You’re spending a bit of time in service at the moment?

Yes, when I interviewed for the role, it’s a service-based role. So I might do a day like this, where it might be PR, admin, R&D, all that kind of stuff. And then the other four days on my roster will be service, I’ll bounce around. So it might be lunch service at one of the restaurants, I’ll work with one of the new guys, answer questions, help out. Might then go down to one of the other restaurants for dinner, do the first sitting and then come to the bars for the later part of the night. That’s in an ideal world. If staffing is an issue, then I’m bartending. So I think the first couple of weeks here, when we had a pretty sparse team, I was Friday, Saturday nights in the bar. It was like old times.

Very good. How are you enjoying the change?

It’s awesome. It’s given me a lot more independence. I get to  set my own roster, I’m not so much responsible for the rosters of the venues. So I can pick where I need to be when I need to be there. That’s awesome. And then it’s so much more. Bulletin Place was very much like, service, guest, creative. There’s this other element with this role that is team, people, development. That’s been a big part for me to learn, which has been really interesting. Doing leadership training, constant progression reports, meetings, learning how to get a team driven, or at least get my management team driven so that they can drive their team. It has been a massive learning curve, but it’s been really good.

Because I guess, like, at Bulletin Place it was a small, tight-knit crew.

I mean, there were aspects of learning how to manage people there as well. But when you’re managing three people, well you’re managing three people and that venue definitely gave everyone a lot of freedom to do whatever they wanted with beverage, which is unlike most other venues in the entire industry. It’s very different to going, I’m responsible in a way for 30 or 40 staff. And not only that, there’s four managers under me that I need to work with, and general managers as well who have separate but similar goals.

You’re in a bigger team, in leadership, but also part of a team. Is there a bit of politics that you’ve got to deal with at all?

Not as much as you’d think. So much of it’s about understanding what they need from you first, right? And then kind of making yourself or what you need apparent.
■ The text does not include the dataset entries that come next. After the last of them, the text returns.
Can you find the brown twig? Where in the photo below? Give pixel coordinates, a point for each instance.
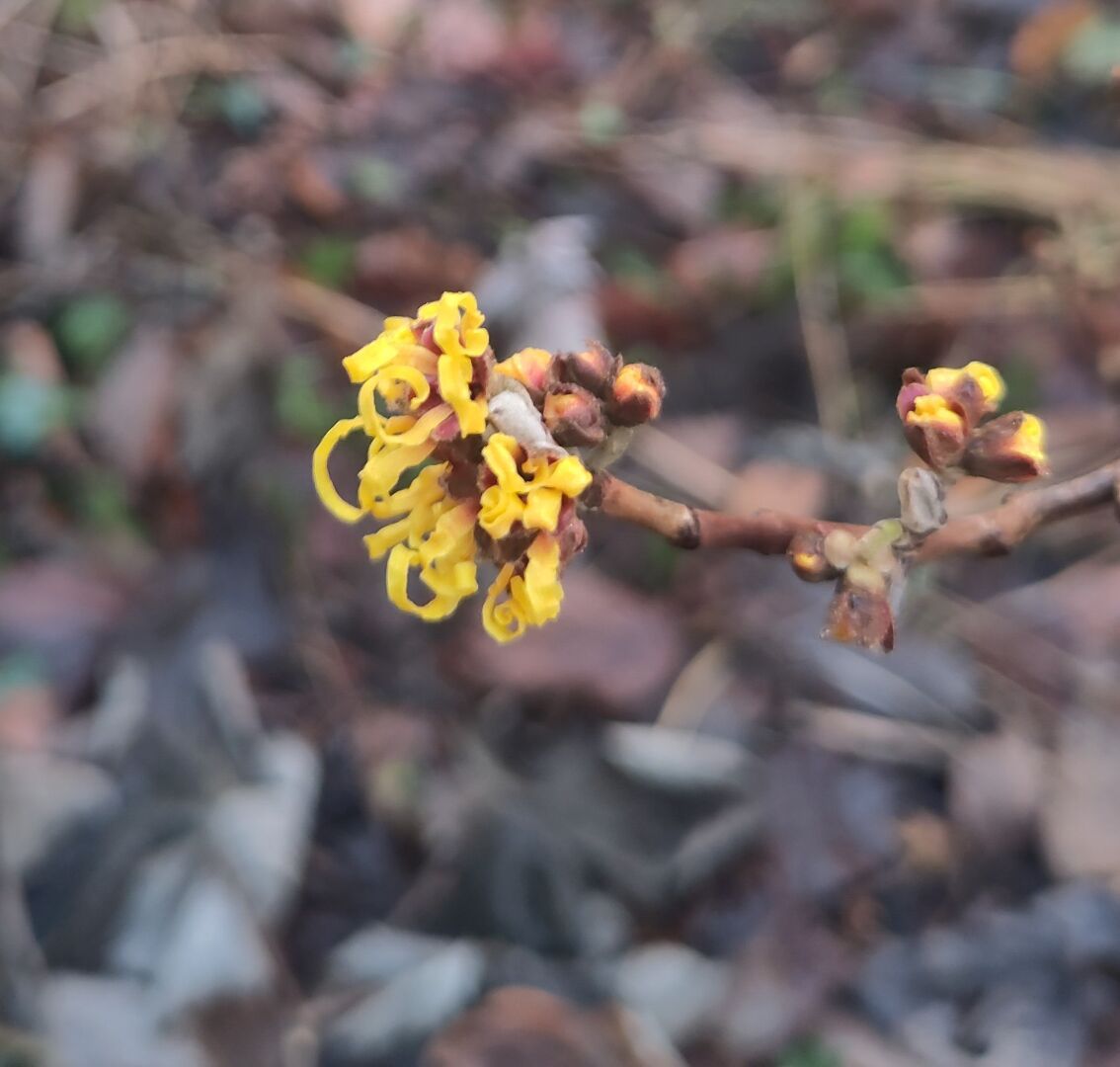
(769, 533)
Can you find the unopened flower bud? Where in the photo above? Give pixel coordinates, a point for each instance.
(935, 431)
(976, 385)
(594, 368)
(941, 408)
(866, 577)
(636, 394)
(860, 616)
(575, 417)
(808, 558)
(534, 368)
(1010, 449)
(877, 546)
(840, 548)
(921, 501)
(571, 533)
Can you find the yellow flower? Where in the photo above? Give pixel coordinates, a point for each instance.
(934, 410)
(457, 330)
(420, 392)
(946, 380)
(532, 599)
(1010, 449)
(533, 368)
(535, 502)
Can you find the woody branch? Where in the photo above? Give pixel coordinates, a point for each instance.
(991, 533)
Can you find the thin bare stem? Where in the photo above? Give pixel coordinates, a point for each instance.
(769, 533)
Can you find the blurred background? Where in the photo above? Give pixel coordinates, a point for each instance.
(252, 815)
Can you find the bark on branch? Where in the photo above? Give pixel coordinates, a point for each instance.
(769, 533)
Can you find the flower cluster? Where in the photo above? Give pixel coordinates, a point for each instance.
(943, 413)
(466, 465)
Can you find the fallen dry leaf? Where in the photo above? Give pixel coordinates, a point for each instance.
(132, 405)
(609, 642)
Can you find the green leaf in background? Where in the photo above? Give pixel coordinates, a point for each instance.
(377, 181)
(242, 106)
(89, 328)
(31, 411)
(76, 16)
(1024, 391)
(103, 503)
(601, 123)
(300, 406)
(329, 261)
(17, 672)
(866, 261)
(1093, 51)
(867, 225)
(810, 1052)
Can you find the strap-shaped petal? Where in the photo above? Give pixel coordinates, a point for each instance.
(341, 509)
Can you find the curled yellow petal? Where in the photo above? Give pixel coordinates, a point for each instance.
(500, 454)
(454, 372)
(499, 511)
(392, 377)
(384, 468)
(425, 490)
(934, 410)
(401, 560)
(381, 351)
(457, 324)
(540, 590)
(320, 474)
(502, 618)
(568, 474)
(407, 430)
(944, 379)
(542, 509)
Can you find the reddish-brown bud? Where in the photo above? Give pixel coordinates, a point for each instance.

You can’t just come in like a fucking whirlwind and go, “Do this. Do this. You’ve missed this. You’ve missed that. Drinks need to look like this, this drink’s shit, what’s going on over here?” Because no one’s gonna like you. It doesn’t matter about the size of the venue — if you do that anywhere, sure, you’re gonna have a fucking terrible, terrible reputation.

It’s about learning, seeking to understand, then trying to be understood after that. And then working together, making it clear to whoever you’re working with — bar manager, GM, whatever — that you guys have the same purpose and the same end goal, and that we’re responsible for different parts to achieve that same goal. Doing that is tough. But it’s so important. And that’s what I’ve had to learn the last few months.